Por eso cada emprendimiento es también un ritual. Se empieza con la consigna de “seguir tu pasión”, se atraviesa el calvario del insomnio y se termina con la liturgia del “agradece por lo que tienes, aunque no tengas nada”. El resultado: un ejército de creyentes dispuestos a trabajar gratis en nombre de un futuro que nunca llega, convencidos de que la ansiedad es un sacramento y el fracaso, un maestro.

Lo que más asusta no es la ingenuidad de los emprendedores, sino la sofisticación del sistema. Porque detrás de cada historia de autoexplotación hay un Estado feliz de lavarse las manos. ¿Para qué garantizar "derechos laborales"si puedes convencer a la gente de que no los necesita? ¿Para qué preocuparte por sindicatos si todos creen que son empresarios de sí mismos? El neoliberalismo lo logró: disolvió al trabajador en una masa de “visionarios” aislados que jamás se organizarán porque compiten unos contra otros por el mismo mercado saturado.

El emprendedor moderno no es un futuro Steve Jobs: es un becario de sí mismo. Un empleado sin sueldo fijo, sin vacaciones, sin seguro. Vive en un eterno periodo de prueba, siempre a la espera de que llegue el ascenso que nunca llega. Y cuando no aguanta más, no reclama ni denuncia: se culpa. Porque la ideología le enseñó que la precariedad es una oportunidad, y que si no lo logró es porque no creyó lo suficiente en sí mismo.

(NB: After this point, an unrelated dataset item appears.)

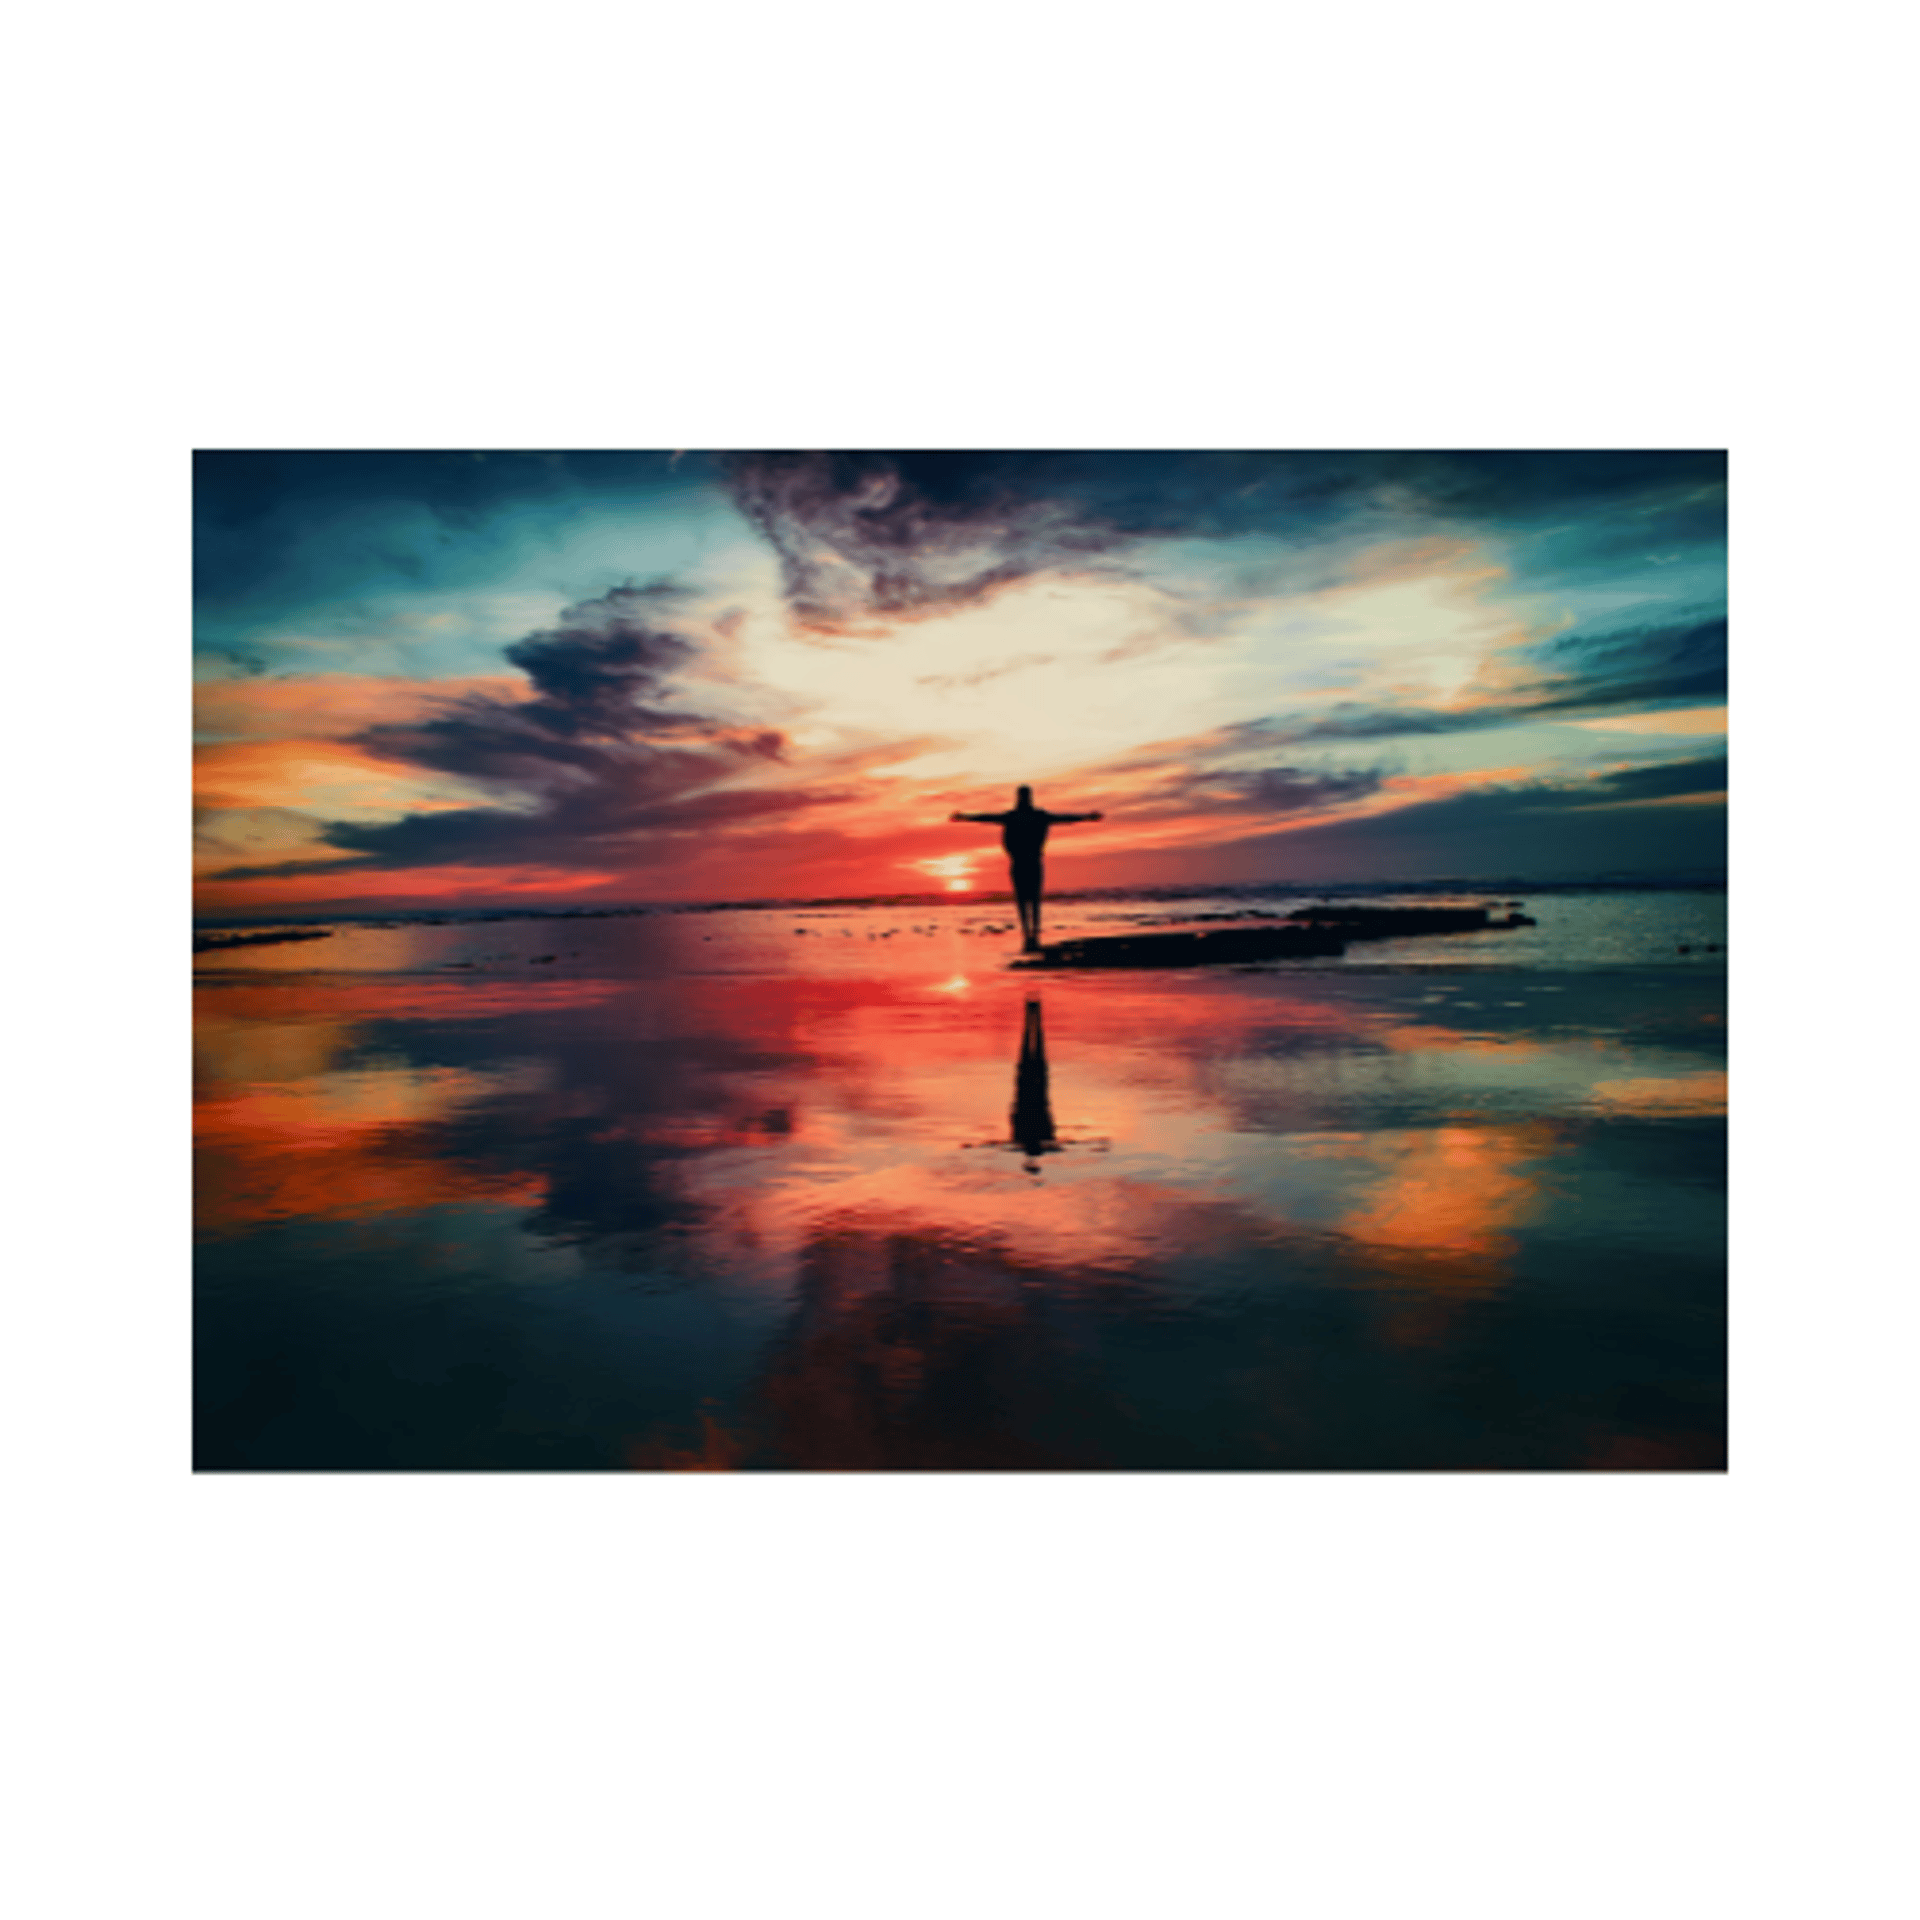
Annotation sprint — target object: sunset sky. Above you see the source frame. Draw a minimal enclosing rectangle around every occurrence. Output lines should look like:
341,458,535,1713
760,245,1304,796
193,450,1726,916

Así funciona esta trampa perfecta. El trabajo ya no es trabajo: es un sueño™. El agotamiento ya no es un síntoma: es una virtud. La explotación ya no es violencia: es resiliencia. Y la pobreza ya no es un problema político: es un error personal.

Mañana, cuando veas a alguien en redes sociales celebrando que lleva tres días sin dormir para lanzar su startup, no lo envidies. Compadécelo. No está construyendo un futuro brillante. Está puliendo las cadenas de su propia cárcel, convencido de que son joyas.